I am not ashamed of having cancer, and I am happy to talk about it with people, but the initial coming out is wrought with uncertainty. Will I get the "pity face?" Will I get the list of things I should/should not eat/drink/breathe etc.? Will I get the awful silence that follows the exchange, "What stage it is?" "Stage IV." ". . . . . . . . . . " (That really happened. I wanted to say something to make her feel less awkward, but I couldn't think of anything, so I just sat there as she squirmed.)

There must be other people who feel this way, people who have an important part of themselves that is a somewhat touchy subject. Perhaps this is how members of the LGBTQ community feel? Perhaps people who have experienced a life-changing event feel this? There is no external marker to show that something big is going on, but it is there, and it is important.

I'd love to hear from others who have felt this way, if you woud be so generous to share your thoughts. And if I'm way off base, tell me that too!

I used to say that I wanted to live a hundred lives in my lifetime. This upside of this cancer journey is that it is helping me to walk in other people's shoes and see with their eyes.

There is the yin in that yang.

Monday, January 06, 2014

When Truth is Not Absolute

Jason and I adamantly believe in being honest with the kids. No matter how difficult or awkward the question, we always strive to answer in a straight-forward and age appropriate way. This includes all topics, from Santa Claus to where babies come from. (Side note - like most kids of his age, Zander has this fascinating ability to simultaneously believe in something and know that it is imaginary. He knows that Jason and I fill his Christmas stocking, but he also believes that Santa is real.) (Side side note - when I was pregnant with the girls, I prepared an explanation about where babies come from, complete with gardening analogies. Two-year-old Zander was totally disinterested.)

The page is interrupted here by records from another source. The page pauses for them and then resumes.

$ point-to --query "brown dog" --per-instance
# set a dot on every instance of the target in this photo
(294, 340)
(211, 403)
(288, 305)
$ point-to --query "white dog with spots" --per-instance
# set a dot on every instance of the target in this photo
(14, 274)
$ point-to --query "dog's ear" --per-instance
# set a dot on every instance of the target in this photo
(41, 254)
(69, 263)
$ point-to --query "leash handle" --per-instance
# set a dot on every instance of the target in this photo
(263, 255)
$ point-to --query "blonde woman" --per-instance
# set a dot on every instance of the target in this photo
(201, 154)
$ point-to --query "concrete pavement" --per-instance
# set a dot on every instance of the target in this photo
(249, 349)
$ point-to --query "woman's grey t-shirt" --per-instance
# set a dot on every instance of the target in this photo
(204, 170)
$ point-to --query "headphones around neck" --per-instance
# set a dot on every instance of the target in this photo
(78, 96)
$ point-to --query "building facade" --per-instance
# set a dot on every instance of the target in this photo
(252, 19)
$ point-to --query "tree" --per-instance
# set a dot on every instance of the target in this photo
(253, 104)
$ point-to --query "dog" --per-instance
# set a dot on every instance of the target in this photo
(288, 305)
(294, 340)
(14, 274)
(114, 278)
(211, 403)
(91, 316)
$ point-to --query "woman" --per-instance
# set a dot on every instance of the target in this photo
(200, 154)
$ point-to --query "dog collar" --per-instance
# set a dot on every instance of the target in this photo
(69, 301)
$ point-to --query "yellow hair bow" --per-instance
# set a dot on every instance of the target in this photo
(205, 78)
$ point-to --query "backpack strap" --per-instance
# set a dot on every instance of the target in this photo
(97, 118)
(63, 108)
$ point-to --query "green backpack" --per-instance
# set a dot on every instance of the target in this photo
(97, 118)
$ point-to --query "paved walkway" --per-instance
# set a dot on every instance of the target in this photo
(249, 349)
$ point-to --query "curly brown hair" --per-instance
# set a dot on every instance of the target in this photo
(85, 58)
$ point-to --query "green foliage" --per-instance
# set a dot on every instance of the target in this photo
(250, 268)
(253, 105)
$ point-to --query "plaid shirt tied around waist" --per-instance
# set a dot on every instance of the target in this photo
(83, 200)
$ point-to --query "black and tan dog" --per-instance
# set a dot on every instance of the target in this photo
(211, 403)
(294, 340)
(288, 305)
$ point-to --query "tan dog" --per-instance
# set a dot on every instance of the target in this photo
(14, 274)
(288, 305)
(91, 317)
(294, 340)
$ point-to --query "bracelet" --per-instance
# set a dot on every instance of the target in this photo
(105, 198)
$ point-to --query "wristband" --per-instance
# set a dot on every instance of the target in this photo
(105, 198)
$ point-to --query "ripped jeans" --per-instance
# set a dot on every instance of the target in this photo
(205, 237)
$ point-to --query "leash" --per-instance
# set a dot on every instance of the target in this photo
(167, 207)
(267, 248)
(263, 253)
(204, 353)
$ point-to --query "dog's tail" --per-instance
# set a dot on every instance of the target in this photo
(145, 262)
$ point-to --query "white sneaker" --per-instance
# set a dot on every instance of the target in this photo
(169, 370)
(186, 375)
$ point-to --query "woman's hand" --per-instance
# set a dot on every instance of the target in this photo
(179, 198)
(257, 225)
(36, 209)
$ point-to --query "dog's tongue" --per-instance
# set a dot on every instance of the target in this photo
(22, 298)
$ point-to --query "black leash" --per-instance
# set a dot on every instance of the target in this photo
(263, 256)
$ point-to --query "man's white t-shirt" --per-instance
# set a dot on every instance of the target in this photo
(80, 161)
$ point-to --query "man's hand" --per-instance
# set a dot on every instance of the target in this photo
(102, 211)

So how do you tackle telling kids their mom has cancer?

Mom, is Casper the Ghost real?
No, he is a character in a story.

We told them that I am sick, with a big sickness that requires some really big medicine. And sometimes that medicine makes me feel really tired and crummy. We told them that it is a sickness that takes a lot of work to get rid of, and that the doctors are doing everything they can to fix it.

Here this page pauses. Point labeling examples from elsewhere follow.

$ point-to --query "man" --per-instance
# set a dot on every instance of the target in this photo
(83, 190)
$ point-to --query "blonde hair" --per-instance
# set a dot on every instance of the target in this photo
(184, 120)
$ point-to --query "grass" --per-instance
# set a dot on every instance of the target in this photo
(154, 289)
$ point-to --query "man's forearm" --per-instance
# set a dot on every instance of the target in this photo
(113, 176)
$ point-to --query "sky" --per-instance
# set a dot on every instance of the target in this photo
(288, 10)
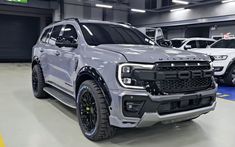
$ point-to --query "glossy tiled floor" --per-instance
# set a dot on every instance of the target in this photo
(28, 122)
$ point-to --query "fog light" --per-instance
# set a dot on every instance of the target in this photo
(134, 106)
(127, 81)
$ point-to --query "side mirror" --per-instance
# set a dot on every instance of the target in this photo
(66, 42)
(212, 58)
(187, 47)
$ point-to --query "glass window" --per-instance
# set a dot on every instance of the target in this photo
(193, 44)
(97, 34)
(177, 43)
(202, 44)
(55, 34)
(70, 32)
(46, 35)
(224, 44)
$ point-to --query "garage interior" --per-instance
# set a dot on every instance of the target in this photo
(28, 122)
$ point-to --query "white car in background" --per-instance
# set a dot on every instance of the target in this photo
(223, 52)
(191, 43)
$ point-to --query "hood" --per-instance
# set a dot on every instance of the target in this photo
(214, 51)
(151, 54)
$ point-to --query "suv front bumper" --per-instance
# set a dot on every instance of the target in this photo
(153, 112)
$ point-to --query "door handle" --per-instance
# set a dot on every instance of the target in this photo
(57, 53)
(41, 50)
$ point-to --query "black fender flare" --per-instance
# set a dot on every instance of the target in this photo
(35, 61)
(90, 73)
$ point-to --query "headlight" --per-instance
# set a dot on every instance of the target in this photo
(125, 74)
(220, 57)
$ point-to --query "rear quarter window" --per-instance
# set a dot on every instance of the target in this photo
(45, 35)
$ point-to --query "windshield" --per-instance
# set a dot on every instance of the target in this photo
(224, 44)
(177, 43)
(96, 34)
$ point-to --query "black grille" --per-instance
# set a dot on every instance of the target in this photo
(176, 82)
(184, 85)
(182, 66)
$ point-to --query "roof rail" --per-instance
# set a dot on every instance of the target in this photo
(126, 23)
(76, 19)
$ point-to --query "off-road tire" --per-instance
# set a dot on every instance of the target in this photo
(38, 82)
(102, 130)
(230, 76)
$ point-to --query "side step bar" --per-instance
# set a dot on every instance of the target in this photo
(61, 96)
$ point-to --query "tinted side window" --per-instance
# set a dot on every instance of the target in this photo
(45, 35)
(55, 34)
(193, 44)
(202, 44)
(70, 32)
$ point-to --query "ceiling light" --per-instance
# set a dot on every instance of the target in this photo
(227, 1)
(104, 6)
(179, 9)
(180, 2)
(138, 10)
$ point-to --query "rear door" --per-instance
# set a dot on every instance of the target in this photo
(53, 52)
(68, 60)
(43, 47)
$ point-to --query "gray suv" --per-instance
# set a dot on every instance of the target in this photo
(116, 77)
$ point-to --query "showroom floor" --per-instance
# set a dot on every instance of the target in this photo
(29, 122)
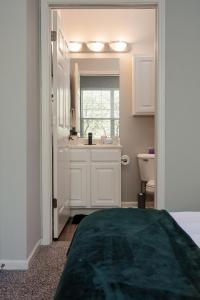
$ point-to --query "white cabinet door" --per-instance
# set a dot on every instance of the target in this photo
(143, 86)
(105, 184)
(79, 184)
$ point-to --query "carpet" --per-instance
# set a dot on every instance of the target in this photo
(40, 280)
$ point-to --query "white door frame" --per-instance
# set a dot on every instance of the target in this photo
(46, 142)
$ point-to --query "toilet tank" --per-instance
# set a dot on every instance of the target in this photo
(146, 166)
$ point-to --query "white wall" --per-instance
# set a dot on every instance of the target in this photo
(13, 86)
(182, 104)
(19, 123)
(33, 126)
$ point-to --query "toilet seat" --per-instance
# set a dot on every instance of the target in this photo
(150, 186)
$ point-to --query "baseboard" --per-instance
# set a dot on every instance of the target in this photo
(19, 264)
(33, 252)
(13, 265)
(129, 204)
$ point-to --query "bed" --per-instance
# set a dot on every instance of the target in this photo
(133, 254)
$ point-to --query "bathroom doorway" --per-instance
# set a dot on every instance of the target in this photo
(46, 193)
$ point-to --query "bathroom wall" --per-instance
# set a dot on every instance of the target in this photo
(136, 133)
(136, 26)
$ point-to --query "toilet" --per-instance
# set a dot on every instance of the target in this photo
(147, 171)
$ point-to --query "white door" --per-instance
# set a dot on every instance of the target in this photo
(60, 117)
(77, 96)
(105, 184)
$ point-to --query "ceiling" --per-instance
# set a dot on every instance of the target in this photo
(131, 25)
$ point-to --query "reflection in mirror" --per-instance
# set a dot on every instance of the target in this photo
(97, 103)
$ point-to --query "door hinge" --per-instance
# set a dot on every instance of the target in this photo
(55, 203)
(53, 36)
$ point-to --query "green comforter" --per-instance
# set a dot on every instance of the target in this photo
(131, 254)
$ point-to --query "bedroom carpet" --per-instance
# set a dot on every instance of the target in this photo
(40, 281)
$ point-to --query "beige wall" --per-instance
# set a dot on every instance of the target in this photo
(19, 123)
(136, 133)
(13, 86)
(182, 105)
(33, 127)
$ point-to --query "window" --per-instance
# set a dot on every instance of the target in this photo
(99, 106)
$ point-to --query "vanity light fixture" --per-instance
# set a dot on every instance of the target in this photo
(95, 46)
(118, 46)
(74, 46)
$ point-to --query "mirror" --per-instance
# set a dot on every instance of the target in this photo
(95, 96)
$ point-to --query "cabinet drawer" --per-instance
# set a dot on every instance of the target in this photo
(79, 155)
(106, 155)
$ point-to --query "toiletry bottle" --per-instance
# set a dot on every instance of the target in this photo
(90, 138)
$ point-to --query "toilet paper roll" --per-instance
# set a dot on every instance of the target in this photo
(125, 159)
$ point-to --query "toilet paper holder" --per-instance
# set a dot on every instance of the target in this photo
(125, 160)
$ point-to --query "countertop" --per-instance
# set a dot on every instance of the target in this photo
(97, 146)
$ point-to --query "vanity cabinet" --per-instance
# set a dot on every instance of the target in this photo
(143, 85)
(95, 176)
(105, 184)
(78, 184)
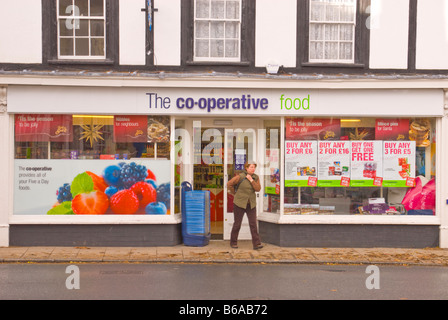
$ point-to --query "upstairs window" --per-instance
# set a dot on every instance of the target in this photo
(81, 29)
(217, 30)
(332, 26)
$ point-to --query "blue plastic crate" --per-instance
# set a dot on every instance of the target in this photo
(195, 216)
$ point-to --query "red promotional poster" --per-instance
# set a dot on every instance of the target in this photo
(43, 127)
(312, 129)
(130, 128)
(345, 181)
(392, 129)
(312, 181)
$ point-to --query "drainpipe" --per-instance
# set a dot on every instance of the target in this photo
(444, 176)
(5, 156)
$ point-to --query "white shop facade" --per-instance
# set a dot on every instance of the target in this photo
(339, 167)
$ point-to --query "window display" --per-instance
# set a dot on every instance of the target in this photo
(359, 166)
(113, 165)
(271, 168)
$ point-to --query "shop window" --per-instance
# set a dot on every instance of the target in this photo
(218, 31)
(363, 166)
(81, 31)
(84, 164)
(333, 32)
(271, 167)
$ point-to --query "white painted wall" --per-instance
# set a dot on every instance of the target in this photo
(167, 34)
(432, 34)
(20, 31)
(132, 32)
(276, 32)
(389, 32)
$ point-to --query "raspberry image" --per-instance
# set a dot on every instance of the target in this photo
(145, 193)
(163, 194)
(64, 193)
(132, 173)
(124, 202)
(95, 202)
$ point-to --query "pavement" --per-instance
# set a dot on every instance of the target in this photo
(219, 251)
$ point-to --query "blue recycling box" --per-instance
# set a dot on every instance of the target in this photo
(195, 216)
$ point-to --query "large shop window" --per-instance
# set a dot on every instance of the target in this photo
(84, 164)
(360, 166)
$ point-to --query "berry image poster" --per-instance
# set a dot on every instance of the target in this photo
(91, 187)
(300, 163)
(399, 163)
(366, 163)
(334, 163)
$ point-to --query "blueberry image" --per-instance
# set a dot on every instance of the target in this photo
(112, 174)
(156, 208)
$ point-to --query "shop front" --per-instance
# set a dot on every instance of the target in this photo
(344, 167)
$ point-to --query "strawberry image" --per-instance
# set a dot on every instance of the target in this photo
(124, 202)
(404, 174)
(98, 182)
(145, 193)
(95, 202)
(151, 175)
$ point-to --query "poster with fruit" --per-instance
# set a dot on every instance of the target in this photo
(300, 163)
(312, 129)
(366, 163)
(399, 163)
(91, 187)
(333, 163)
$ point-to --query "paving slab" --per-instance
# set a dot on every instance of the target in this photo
(221, 252)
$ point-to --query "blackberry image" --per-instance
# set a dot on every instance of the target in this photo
(64, 193)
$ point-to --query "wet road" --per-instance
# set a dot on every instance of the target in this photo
(220, 282)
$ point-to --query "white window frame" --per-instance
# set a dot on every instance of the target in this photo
(210, 20)
(76, 19)
(325, 23)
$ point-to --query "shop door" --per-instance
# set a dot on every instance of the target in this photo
(240, 147)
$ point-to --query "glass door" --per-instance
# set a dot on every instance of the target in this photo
(240, 147)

This is, essentially, the truth.

Mom, are ghosts real?
No. ...but some people think spirits are real.

I haven't gone into the whole horrible prognosis of this disease with the kids, largely because I don't really accept it as absolute truth myself. There are people who have lived with this disease for many years. Who is to say I'm not going to be one of them? How would learning the meaning of the word "terminal" now help these small beings deal with an enormous grief that may not happen until quite a ways down the road?

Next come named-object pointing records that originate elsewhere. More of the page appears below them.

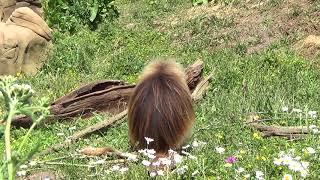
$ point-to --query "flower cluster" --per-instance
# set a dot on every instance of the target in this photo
(294, 163)
(314, 129)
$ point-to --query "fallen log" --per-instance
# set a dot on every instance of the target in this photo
(103, 96)
(202, 86)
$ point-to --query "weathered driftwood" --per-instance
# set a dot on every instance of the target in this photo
(104, 124)
(289, 132)
(103, 96)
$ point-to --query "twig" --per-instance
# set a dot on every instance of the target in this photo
(117, 161)
(85, 132)
(201, 88)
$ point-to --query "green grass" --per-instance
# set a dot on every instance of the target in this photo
(243, 84)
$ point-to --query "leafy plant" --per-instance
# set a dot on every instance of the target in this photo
(67, 15)
(17, 101)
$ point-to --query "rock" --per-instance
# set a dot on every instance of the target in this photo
(24, 40)
(8, 6)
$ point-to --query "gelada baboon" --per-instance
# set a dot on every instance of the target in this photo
(161, 107)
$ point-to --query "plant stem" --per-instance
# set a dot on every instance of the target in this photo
(7, 141)
(27, 135)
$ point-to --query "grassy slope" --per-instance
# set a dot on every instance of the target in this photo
(274, 77)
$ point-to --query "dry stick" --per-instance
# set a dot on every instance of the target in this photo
(75, 137)
(83, 165)
(291, 132)
(201, 87)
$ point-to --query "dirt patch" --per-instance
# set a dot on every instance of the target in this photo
(309, 47)
(255, 25)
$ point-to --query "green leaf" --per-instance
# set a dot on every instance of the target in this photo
(94, 10)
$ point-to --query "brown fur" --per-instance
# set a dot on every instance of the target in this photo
(161, 107)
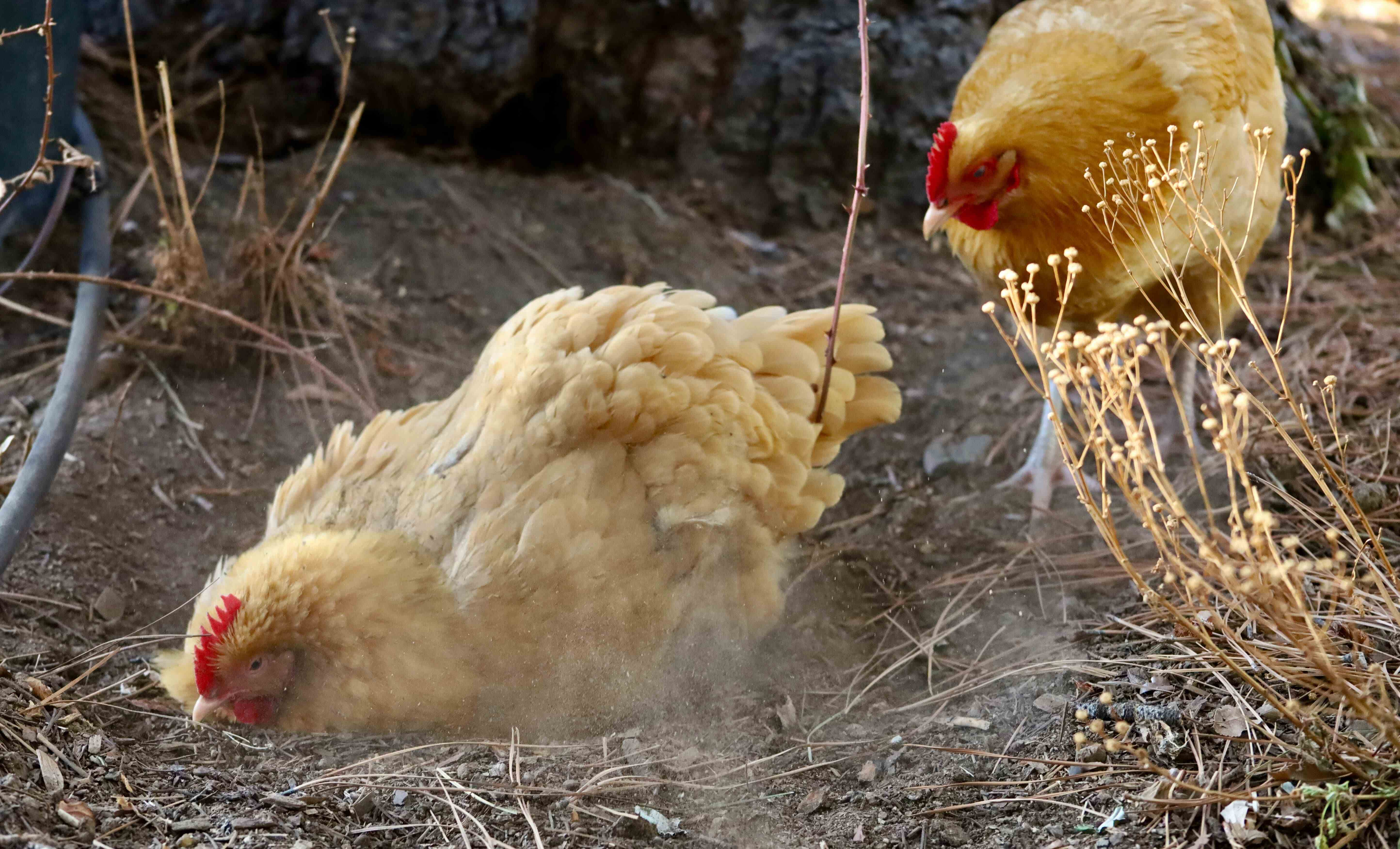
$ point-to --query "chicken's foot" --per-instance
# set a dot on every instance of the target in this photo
(1045, 468)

Yeah... Some people believe ... that if someone you love very much dies, that person's spirit can come back and visit. You won't be able to see or touch, but you may sense this loved one.
But is that real?
...some people think so....

I do not accept that my future is a foregone conclusion. I cling to hope and all the possibilities that hide in the unknown.

I'm still expecting my deus ex machina in Act V.